We attempted acepromazine at 2.5mg/kg ip (Flecknell, 2015) but found it had barely any sedation at all, so we moved to 50mg ketamine + 0.125mg/kg medetomidine ip (a half dose of the one described by Flecknell, 2015, and Wolfensohn and Lloyd, 2013) and found it much more reliable with them much lighter and easier to keep warm on recovery and lost none of the remaining animals.

We certainly improved our recovery period and keeping them warm quickly as we progressed, but the ip route seems intrinsically variable - is there an im approach?


We have used 80mg/kg Ketamine + 10mg/kg Xylazine successfully in hamsters for the last couple of months, both in females and males. Animals lose the righting reflex already, no need for more ketamine. We have also collected oral/nose swabs and blood samples from the saphenous vein. No problems so far with females (naïve and infected). However, in the last couple of weeks we have seen infected males on the way of recovery with varying sensitivity to anaesthesia. And two days ago, males were fine but a naïve male (pre-bleed, similar weights as females) was more deeply affected but it recovered fine (perhaps this time an individual sensitivity?).

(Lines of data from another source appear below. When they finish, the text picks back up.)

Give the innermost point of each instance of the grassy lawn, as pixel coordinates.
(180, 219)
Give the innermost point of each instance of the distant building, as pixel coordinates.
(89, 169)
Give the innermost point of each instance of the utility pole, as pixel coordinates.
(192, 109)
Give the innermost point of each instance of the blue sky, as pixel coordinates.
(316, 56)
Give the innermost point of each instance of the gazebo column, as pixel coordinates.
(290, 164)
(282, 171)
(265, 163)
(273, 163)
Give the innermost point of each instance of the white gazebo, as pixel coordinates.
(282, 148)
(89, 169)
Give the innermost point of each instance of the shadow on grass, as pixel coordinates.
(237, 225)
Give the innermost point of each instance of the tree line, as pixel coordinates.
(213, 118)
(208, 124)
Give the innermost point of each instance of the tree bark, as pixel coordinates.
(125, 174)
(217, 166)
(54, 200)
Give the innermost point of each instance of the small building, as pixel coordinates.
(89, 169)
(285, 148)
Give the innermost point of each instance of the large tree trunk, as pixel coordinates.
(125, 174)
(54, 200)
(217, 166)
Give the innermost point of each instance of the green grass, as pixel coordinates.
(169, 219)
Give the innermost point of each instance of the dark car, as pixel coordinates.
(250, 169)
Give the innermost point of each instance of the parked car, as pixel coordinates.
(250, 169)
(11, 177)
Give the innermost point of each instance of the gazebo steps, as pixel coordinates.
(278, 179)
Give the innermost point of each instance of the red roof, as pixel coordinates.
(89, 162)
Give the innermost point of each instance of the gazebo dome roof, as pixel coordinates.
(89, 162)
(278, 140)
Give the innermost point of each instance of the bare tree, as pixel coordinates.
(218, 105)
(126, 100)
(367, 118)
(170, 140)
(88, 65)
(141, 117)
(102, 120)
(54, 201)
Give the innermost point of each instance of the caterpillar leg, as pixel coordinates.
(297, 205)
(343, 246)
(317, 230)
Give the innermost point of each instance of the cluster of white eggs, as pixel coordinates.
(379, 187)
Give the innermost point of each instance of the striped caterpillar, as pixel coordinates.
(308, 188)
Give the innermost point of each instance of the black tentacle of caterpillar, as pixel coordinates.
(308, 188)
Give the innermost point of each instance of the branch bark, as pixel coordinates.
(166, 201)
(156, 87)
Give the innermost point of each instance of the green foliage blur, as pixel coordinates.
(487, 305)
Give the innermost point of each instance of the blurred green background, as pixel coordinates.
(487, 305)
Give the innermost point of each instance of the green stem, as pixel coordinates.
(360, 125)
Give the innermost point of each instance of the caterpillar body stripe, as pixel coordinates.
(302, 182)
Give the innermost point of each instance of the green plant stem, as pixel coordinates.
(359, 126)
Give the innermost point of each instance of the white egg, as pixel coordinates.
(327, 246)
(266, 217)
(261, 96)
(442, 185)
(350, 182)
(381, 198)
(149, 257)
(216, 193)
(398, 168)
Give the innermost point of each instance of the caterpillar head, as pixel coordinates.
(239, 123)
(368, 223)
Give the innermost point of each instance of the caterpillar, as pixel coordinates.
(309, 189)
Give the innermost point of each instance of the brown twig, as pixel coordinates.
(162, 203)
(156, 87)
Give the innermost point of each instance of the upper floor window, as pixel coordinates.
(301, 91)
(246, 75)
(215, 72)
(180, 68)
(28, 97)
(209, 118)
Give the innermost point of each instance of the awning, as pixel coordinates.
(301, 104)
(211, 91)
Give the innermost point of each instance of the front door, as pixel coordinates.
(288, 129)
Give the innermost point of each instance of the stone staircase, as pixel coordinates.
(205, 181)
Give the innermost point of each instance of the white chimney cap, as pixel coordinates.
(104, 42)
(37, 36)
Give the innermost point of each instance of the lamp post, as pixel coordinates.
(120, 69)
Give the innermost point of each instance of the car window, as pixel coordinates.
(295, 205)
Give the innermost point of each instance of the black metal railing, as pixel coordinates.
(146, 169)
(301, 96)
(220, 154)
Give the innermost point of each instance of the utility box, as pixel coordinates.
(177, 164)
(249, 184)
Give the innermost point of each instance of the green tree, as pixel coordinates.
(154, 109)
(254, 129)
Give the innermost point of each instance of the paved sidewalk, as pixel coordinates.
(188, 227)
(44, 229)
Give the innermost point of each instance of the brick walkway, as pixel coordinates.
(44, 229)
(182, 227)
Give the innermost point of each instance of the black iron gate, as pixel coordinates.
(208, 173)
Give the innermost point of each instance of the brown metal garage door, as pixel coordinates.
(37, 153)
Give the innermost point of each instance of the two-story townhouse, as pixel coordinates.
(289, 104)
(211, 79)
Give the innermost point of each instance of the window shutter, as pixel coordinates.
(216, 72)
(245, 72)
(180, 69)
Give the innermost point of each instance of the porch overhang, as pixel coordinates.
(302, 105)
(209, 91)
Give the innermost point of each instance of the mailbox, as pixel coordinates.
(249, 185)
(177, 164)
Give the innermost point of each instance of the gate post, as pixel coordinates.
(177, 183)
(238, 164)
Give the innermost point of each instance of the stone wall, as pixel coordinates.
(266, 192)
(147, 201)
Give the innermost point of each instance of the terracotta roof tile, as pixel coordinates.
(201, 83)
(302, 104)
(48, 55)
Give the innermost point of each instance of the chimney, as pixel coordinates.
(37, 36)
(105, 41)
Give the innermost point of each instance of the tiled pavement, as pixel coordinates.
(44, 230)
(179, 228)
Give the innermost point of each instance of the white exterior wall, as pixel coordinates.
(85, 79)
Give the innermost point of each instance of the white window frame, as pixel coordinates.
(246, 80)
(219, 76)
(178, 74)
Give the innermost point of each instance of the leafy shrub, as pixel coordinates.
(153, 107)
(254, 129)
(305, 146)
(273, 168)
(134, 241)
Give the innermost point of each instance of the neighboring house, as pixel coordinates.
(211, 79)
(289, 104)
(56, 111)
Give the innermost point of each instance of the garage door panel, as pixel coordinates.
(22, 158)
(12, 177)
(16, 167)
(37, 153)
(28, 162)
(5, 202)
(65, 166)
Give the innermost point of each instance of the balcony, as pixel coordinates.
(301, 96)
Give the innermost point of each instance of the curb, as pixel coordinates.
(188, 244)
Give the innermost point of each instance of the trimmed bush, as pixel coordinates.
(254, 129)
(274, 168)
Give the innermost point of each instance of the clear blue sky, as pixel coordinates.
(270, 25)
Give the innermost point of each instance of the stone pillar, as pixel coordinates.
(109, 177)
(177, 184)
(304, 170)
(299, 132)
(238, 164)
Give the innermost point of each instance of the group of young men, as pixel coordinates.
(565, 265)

I appreciate you need injectables because of your bleeding site. Of course, I'd prefer the use of gas anaesthesia (but we are collecting oral/nose swabs, risk of cross contamination and technical difficulties in containment) or just restraint (but they have strong short legs and Health & Safety infectious risks). I'm revisiting all these, but I suspect infected animals may struggle with either of those options too.